第4部:【分析報告】「PROGの2年間からみえてきたもの−分析と活用の可能性−」
  •  PROGは2012年以降10万人が受験している。教育改善の目的でPROGを使用している大学が多い。
  •  設置主体別に見ると、リテラシー評価は国立大学が優位になっている一方、コンピテンシー評価の差は国公私間でそれほど大きくない。コンピテンシー評価は、基本的に個人の能力によるものであり、偏差値等よりもばらつきが大きいためと思われる。ただ、若干ではあるが、コンピテンシー評価は概ね国立大学が高い。
  •  入学難易度で見ると、各難易度によってリテラシー評価の差が大きく、それほど大きな差ではないがコンピテンシー評価にも同様の傾向が見られる。ただ、特定のコンピテンシーについては、入学難易度によらない結果がある。コンピテンシーは個人の能力によるところもあるためだと考える。

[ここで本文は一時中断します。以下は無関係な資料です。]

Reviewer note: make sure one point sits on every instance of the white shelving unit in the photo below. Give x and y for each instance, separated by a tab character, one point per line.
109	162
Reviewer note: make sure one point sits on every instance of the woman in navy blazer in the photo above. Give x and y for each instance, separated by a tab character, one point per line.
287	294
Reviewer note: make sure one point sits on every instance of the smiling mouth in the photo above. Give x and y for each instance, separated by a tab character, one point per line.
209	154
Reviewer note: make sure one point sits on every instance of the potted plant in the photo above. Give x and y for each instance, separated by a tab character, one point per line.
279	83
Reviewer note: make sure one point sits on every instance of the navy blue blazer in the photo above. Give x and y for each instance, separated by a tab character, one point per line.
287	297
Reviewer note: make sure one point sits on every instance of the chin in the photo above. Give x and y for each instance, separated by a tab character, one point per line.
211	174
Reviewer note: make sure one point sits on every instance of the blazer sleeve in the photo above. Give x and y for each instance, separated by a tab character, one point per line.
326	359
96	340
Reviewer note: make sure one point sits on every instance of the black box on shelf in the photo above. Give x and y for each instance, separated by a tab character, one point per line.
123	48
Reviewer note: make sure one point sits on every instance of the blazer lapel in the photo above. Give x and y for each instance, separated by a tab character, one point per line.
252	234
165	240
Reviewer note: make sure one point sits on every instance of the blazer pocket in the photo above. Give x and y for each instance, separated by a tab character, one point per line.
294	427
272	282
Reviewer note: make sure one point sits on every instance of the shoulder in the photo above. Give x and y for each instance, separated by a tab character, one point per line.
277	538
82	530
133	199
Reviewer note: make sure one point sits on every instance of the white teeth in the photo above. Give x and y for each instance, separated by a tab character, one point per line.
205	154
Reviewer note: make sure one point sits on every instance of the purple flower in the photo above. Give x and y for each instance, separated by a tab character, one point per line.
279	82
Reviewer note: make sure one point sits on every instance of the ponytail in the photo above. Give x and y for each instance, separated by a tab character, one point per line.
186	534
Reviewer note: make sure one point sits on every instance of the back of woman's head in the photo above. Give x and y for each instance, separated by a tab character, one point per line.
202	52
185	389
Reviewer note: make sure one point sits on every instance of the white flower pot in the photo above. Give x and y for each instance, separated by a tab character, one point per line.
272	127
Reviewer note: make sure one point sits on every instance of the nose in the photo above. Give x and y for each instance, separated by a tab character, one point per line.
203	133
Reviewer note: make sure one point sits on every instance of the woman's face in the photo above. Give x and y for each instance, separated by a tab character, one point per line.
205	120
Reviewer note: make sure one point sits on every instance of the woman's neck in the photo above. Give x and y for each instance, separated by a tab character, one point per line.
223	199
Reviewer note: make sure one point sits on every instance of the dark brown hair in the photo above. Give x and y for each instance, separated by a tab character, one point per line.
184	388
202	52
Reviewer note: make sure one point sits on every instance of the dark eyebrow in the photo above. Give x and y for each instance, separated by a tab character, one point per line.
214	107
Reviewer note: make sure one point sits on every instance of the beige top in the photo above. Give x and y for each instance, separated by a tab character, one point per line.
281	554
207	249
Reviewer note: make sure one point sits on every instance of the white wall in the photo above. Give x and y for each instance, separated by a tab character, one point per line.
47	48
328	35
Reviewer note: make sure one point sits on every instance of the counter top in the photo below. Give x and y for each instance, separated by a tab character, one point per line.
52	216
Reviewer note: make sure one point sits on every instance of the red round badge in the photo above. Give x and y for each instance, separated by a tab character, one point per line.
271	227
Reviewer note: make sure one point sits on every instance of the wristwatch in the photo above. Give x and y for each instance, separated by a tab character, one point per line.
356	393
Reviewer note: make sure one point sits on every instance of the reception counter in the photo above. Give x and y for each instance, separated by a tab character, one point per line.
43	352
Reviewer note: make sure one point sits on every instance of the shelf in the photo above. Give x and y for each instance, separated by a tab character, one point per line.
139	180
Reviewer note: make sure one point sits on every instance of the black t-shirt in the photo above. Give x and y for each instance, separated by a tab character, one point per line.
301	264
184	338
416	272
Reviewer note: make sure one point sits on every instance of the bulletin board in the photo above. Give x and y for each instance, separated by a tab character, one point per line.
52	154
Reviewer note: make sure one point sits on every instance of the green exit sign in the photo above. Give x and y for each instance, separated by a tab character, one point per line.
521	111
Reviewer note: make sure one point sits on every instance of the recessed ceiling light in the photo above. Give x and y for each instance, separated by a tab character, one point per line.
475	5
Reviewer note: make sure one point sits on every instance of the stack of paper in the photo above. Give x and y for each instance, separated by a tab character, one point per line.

  •  学年進行により、リテラシー評価・コンピテンシー評価ともに向上している。コンピテンシー評価は、3年生までは停滞しているが、4年生になると向上する。個人の主観に基づいた調査であるため、外的要因により自信がなくなるなどがあれば、コンピテンシー評価の結果は変化する。
  •  教員向けアンケートにより、授業のタイプを抽出し、リテラシー評価・コンピテンシー評価の伸び率との関係を明らかにすることもできる。授業のタイプによって、狙いとしていた能力が伸ばせているかいないかということも分かる。
  •  国立大学の学生の方が大企業に就職している数が多いが、PROGの結果、国立大学と公私立大学のコンピテンシー評価の結果にそれほど違いはない。PROGと就職との関係について、ある大学にて4年生の4月に内定を出ている者を見ると、リテラシー評価コンピテンシー評価とも高い者、リテラシー評価は低いがコンピテンシー評価が高い者、リテラシー評価は高いがコンピテンシー評価が低い者、リテラシー評価コンピテンシー評価とも低い者の順で、内定を得た者の割合が異なる。また、業界毎に見ても、内定者のリテラシー評価コンピテンシー評価について、業界毎の違いがあることがわかる。
  •  グローバル人材におけるコンピテンシー評価の結果を見ると、親和力や統率力、感情制御力が高いことがわかる。また、ある大学の教員のコンピテンシー評価を行うと、職階毎に違いがあることがわかる。